The amount of potential seed money in the Southeast startup world is growing yet again.
Cofounders Capital, an early-stage VC firm in North Carolina, recently closed a $50 million fund. The fund, the third in the company’s history, is also the largest amount raised by David Gardner, Tim McLoughlin, and Tobi Walter.
Fund III includes many repeat investors from the previous two funds raised in 2015 and 2019.
Tim McLoughlin, partner at the firm, said that while it was a challenging time to raise capital and while 2022 was a slower year for the firm, he ultimately believes it is a great time to have dry powder ready to deploy.
“I think ultimately, it’s probably the best time to have a new fund ready to start writing checks. There’s been a reset in the market and valuation expectations over the last few months, so we’re pretty excited about where we’re at right now,” McLoughlin told Hypepotamus.
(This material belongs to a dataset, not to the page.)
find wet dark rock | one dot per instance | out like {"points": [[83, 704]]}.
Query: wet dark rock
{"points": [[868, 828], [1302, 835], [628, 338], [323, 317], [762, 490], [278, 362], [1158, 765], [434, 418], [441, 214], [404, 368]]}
It is also a good time for the B2B SaaS ecosystem, says McLoughlin.
“People are having to do layoffs and have to do more with less,” which means software products are able to come in and prove they are “demonstrable ROI solutions. And those are the kinds of deals that we want to invest in,” he added.
New Fund, New Opportunities
The firm traditionally invests at the seed stage, with startups that are pre-revenue or those with a very little bit of revenue coming in. But deal flow and opportunities have changed recently, meaning new investment opportunities for the team at Cofounders Capital.
Specifically, McLoughlin pointed to the fact that more startups bootstrapped and were “very capital efficient” over the last year. That mentality makes such startups more enticing to firms like Cofounders Capital. McLoughlin also added that the firm’s potential investment pool and its deal flow has increased as Cofounders has started to look at “companies that are a little bit further along [in terms of revenue] but have more reasonable expectations [on valuation].”
Fund I and II include several startups that will be familiar to Hypepotamus readers, including EasyVote, EmployUs, Slope Software, Looma, Element451, Pattern Health, and Ecobot.
Most of Cofounders’ portfolio companies are in North Carolina, but the firm is starting to look at more deals outside the Tar Heel State.
“Through the years we’ve developed relationships with a lot of other investors from around the southeast that have been co-investors on deals or follow-on investors. We’ve gotten to know a lot of vendors and service providers across the Southeast…so they’re sending us tons of deal flow. So as we’re getting quality deal flow from trusted partners around the southeast, it would be kind of foolish of us not to take a look at those opportunities,” added McLoughlin.